Prospective drop-downs from the ETE’s merger with Southern Union Gas (SUG): The first dropdown, expected to take place in the first quarter of 2012 (coincident with ETE’s acquisition of SUG), will be SUG’s 50% interest in Citrus, which owns 100% of the Florida Gas Transmission pipeline system, in exchange for approximately $2.0 billion, consisting of $1.895 billion in cash and $105 million of ETP common units. As part of the agreement, ETE will relinquish its rights to approximately $220 million of the incentive distributions that ETE would otherwise receive from ETP over 16 consecutive quarters following the closing of the transaction. On January 17, 2012, ETP completed a public offering of $2 billion of Senior Notes ($1 billion at 5.20% and $1 billion at 6.5%) to fund the cash portion of this transaction. My back-of-the-envelope assumption is 10x cash flow multiple on the acquisition, so the net increase in DCF will be ~$33 million (before taking into consideration ETE’s incentive distributions).

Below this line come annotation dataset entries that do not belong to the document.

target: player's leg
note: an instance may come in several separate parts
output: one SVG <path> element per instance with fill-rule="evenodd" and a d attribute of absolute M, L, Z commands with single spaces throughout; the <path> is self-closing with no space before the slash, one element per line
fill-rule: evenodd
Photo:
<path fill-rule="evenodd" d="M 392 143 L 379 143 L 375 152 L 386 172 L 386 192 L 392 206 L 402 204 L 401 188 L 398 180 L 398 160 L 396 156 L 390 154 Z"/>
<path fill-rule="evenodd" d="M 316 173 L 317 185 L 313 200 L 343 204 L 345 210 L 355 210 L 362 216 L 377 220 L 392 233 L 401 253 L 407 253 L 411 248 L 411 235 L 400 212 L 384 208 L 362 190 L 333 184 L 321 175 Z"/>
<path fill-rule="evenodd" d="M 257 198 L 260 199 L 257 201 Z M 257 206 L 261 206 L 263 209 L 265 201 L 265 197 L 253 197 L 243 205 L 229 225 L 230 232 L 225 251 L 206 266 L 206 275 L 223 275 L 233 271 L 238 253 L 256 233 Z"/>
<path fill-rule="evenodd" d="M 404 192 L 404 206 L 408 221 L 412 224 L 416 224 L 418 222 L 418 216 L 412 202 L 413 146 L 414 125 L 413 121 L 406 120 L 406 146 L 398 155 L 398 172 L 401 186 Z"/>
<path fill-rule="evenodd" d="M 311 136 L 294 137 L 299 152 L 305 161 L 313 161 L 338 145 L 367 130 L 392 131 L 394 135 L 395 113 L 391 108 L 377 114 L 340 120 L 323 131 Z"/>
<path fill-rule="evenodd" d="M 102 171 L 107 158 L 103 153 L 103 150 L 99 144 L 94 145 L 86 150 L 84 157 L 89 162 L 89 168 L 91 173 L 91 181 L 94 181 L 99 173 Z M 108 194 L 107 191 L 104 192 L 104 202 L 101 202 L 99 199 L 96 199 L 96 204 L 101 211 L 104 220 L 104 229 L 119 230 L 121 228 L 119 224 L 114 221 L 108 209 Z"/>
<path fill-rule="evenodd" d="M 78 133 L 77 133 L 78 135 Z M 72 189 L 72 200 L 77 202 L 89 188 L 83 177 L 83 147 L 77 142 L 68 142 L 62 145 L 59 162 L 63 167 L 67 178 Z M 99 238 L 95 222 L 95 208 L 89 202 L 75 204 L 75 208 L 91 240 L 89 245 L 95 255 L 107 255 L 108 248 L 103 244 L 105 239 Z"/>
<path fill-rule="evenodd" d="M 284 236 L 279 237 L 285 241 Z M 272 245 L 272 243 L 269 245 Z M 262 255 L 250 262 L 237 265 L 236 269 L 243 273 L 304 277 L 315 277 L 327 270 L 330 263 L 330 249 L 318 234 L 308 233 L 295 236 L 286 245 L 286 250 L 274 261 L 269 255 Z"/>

Fayetteville Express Pipeline: a 50/50 joint venture with Kinder Morgan Energy Partners, L.P., (KMP) with the capacity to transport up to 2.0 billion cubic feet of natural gas per day serving the Fayetteville Shale producing region in Arkansas. My back-of-the-envelope assumptions are 6x cash flow multiple on this $1 billion project and 40% throughput increase in 2012 based on contractual demand, so the net increase in DCF will be ~$33 million (before taking into consideration ETE’s incentive distributions).
Tiger Pipeline: this is a 42-inch interstate natural gas pipeline with the capacity to transport 2.4 billion cubic feet per day that serves the Haynesville Shale and Bossier Sands producing regions in Louisiana and East Texas. My back-of-the-envelope assumption are 6x cash flow multiple on this $1 billion project and 40% throughput increase in 2012 based on contractual demand, so the net increase in DCF will be ~$66 million (before taking into consideration ETE’s incentive distributions).
Other, smaller, projects expected for the first time to impact full year results in 2012: these include the initial phase of REM (a 160-mile, 30-inch pipeline completed in October 2011) and the 120 million cubic feet per day Chisholm plant, both servicing the Eagle Ford Shale in south Texas and totaling ~$300 million; the 8-inch, 43 mile, $30 million Freedom Pipeline; and the 12-inch, 93 mile, $26 million (ETP share) Liberty Pipeline.
Taking all these factors into consideration, my rough analysis indicates that, all other things being equal, DCF could increase by ~$100 million. Since 48% is payable to ETE, the numbers may support a ~6% increase in distributions to limited partners by the end of this year. Whether an investment in ETE is a better way to participate in the ETP story from a risk-reward perspective requires a separate analysis.